MOUSETRAPS AND THE TRUTH
In the 5th grade at Roosevelt Grade School on the way to school I stumbled on a half-dozen mousetraps in a vacant lot we often used as a shortcut. This was directly across from school. Of course I had to pick up a couple such neat items, though not knowing for what purpose at the time.
On arriving at school on the playground before the principal rang the bell to call us to enter, I found an appropriate use. If the girls, especially with long hair, heard me snap a trap believing my intent was to pin their hair, they would squeal and run; and I would chase them – snap, snap. Especially Barbara Stevens, a prim and proper girl who was always challenging me to be the best at math, spelling, etc. A couple of years later she was 2nd trumpet in a trumpet trio performance in which I played the lead after her challenge.
Well, the principal, Miss Casebolt, quickly put a stop to this playground disturbance by telling me to take those traps back home. Knowing class was about to start and I would be counted tardy (which I would have to explain to my parents) I started running for home through the cut-off. The thought struck me that flinging the traps about where I had found them would be good enough since home was another three blocks, and they didn’t come from home in the first place.
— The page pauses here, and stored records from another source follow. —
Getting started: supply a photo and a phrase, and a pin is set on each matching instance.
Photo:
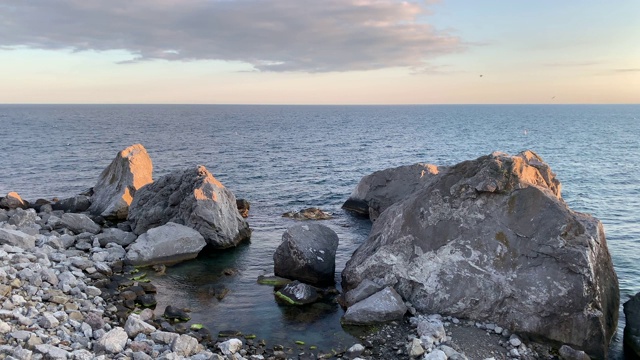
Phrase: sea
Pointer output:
(286, 158)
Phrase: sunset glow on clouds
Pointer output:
(327, 52)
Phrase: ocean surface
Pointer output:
(284, 158)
On returning to school out of breath I heard the bell ring. The principal caught up with me in the hallway and asked, “Did you take them home?” Time-wise, she surely knew the answer to this test, but I said, “Yes,” probably with a deer-in-the-headlights look. The next thing I knew I was called from class to the principal’s office. She had called Mom at home, who reported that she hadn’t seen me. Both Mom and Dad were asked to come to the school – highly embarrassed, as both were in the school system. (Dad taught high school chemistry and physics, and Mom substituted in Home Economics, biology and English.) We four had a very serious conversation mostly about my lying behavior and some about teasing the girls.
This day a lesson was firmly and emphatically implanted – that truth is always the best policy. No matter how unpleasant the anticipated repercussions of the truth, they are never as bad as the events that will unfold from even what seems an inconsequential lie.
The second lesson, less important, was don’t tease the girls, it’s counterproductive. Unfortunately, not everyone who has passed through my life has had such good instruction on the matter of TRUTH.